ArtifactAccessor.save(), LogAccessor.__call__(), and CheckpointAccessor.__call__() all write to the right natural directory, register the asset in the scope's manifest, and upsert it into the catalog in one atomic step. set_active_task(task_id) scopes subsequent writes to a specific task so that a run with many tasks still produces clearly-attributed assets.

Checkpoints additionally chain: the second checkpoint of a run has its parent_ckpt_id set to the first, so you can follow the lineage without a separate table.

Concurrency and atomicity¶

Manifests are protected by a process-local threading.Lock so concurrent task writes inside one run can all land safely in assets.json. Catalog writes use the same atomic-rename pattern (_atomic_write_json) used elsewhere in the workspace. A parallel run that writes twenty artifacts from a thread pool ends up with twenty entries in the manifest and twenty entries in the catalog; nothing is lost and nothing is half-written.

Crashes are survivable. A run that exits mid-execution leaves the manifests it already wrote intact. When the workspace is reopened the catalog can be rebuilt from those manifests — or from a portion of them, if some have been moved or deleted — without manual recovery.

Importing external data¶

Data that originates outside the workspace enters through a DataAssetLibrary. Each scope that owns managed data exposes one as scope.data_assets:

dataset = ws.data_assets.import_asset("qm9", "/data/qm9.tar.bz2")
project_dataset = project.data_assets.import_asset("lig-library", "/tmp/ligands.csv")

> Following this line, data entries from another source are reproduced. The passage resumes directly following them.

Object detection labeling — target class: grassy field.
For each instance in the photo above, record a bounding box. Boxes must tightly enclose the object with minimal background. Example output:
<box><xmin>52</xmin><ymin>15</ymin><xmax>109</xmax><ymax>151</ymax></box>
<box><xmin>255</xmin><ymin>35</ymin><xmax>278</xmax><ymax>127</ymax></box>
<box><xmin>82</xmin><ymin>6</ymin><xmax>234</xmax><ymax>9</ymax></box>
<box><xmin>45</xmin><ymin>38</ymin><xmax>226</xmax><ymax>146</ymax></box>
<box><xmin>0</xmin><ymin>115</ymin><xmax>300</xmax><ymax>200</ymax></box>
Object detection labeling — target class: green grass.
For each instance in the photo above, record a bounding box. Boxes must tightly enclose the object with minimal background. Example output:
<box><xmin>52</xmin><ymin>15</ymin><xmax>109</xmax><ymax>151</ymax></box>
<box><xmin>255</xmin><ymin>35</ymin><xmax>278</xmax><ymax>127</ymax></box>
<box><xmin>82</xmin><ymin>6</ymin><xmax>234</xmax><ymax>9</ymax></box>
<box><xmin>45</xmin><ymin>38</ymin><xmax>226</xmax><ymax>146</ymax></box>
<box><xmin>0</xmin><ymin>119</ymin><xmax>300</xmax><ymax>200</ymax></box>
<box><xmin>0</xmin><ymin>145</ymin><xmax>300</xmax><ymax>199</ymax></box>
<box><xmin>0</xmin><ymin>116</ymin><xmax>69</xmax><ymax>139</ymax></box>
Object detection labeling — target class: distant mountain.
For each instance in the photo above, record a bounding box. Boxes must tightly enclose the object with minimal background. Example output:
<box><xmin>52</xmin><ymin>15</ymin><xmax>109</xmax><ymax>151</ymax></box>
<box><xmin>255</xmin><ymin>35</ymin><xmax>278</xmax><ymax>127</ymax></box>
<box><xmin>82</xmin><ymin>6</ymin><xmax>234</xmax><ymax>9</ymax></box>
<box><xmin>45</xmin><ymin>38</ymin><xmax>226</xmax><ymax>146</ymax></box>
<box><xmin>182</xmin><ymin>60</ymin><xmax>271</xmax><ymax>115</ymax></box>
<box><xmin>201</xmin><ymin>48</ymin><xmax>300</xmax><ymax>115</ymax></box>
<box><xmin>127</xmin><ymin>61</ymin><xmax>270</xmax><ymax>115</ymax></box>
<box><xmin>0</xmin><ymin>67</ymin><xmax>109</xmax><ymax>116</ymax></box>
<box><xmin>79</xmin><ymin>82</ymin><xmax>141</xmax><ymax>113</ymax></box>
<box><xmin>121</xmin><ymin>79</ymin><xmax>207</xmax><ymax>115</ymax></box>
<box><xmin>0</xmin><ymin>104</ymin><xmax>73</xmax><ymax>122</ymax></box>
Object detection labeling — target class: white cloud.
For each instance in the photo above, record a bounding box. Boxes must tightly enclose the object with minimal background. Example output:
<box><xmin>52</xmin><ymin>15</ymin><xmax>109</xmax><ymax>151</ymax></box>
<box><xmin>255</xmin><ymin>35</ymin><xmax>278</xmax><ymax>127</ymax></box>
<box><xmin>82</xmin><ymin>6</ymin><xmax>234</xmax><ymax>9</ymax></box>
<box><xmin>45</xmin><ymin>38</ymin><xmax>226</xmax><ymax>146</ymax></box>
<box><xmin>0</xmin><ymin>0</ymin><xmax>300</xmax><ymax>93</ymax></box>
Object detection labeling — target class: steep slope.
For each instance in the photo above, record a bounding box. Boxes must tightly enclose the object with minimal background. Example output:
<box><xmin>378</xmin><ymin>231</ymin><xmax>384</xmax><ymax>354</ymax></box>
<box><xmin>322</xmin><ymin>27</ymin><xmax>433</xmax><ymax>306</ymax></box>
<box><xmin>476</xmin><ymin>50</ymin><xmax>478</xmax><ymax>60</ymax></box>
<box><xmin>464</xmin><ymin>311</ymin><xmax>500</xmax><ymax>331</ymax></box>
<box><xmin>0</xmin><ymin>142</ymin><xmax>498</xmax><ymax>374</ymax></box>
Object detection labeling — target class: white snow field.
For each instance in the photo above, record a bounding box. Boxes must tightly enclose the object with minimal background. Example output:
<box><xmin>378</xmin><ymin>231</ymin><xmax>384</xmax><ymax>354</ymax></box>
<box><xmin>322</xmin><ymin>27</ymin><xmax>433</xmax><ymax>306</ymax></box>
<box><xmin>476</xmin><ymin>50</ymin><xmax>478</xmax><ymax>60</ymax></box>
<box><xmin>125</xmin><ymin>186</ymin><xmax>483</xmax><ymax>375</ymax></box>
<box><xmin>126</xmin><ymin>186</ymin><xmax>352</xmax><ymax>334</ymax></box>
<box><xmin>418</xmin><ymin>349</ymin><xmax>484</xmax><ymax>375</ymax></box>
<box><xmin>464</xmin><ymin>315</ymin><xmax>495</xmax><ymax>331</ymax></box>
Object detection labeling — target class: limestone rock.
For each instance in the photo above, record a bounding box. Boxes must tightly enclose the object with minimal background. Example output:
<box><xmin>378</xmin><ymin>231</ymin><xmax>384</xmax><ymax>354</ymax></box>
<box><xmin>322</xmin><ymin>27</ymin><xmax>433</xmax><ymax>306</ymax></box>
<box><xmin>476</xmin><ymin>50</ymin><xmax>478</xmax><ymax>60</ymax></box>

The import stores the payload under <scope>/data_assets/<asset_id>/payload/ and registers a DataAsset that remembers the action used (copy / move / symlink / hardlink) and the source path. Because DataAsset is just another subclass in the unified model, it shows up in the same catalog queries and the same UI as artifacts and logs.

Querying from the UI¶

On the server side every AssetResponse exposes the same envelope — id, name, kind, scope_kind, scope_ids, path, created_at, updated_at, producer, tags, extra — so the frontend can use a single table widget filterable by kind, scope, producing run, or tag. The typed AssetViewer dispatches on kind to pick the right content preview: a log tail for LogAsset, a JSON tree for CheckpointAsset / ExecutionStateAsset, a stack-trace header for ErrorTraceAsset, and a file preview for anything with bytes.

Limits¶

The asset model is narrower than a general data catalog and intentionally so.

Asset identity is local to the workspace. There is no content-addressed deduplication across libraries and no global identifier scheme.
tags and extra are free-form. MolExp stores them but does not impose a controlled vocabulary.
The catalog is an index, not a database. It is regenerable and not authoritative.
Runs are execution attempts. Assets they produce live in their run directory; experiment- or project-scoped promotion is an explicit import step.

These choices keep the implementation simple, keep individual run directories portable, and leave the door open for richer consumers — a FAIR-style publishing layer, an external search index, a content-addressed store — to be added on top without rewriting the core.

Runnable Example¶

examples/workspace/assets.py imports a data asset, writes artifact/log/checkpoint assets from a tracked run, and then runs a workspace-wide catalog query.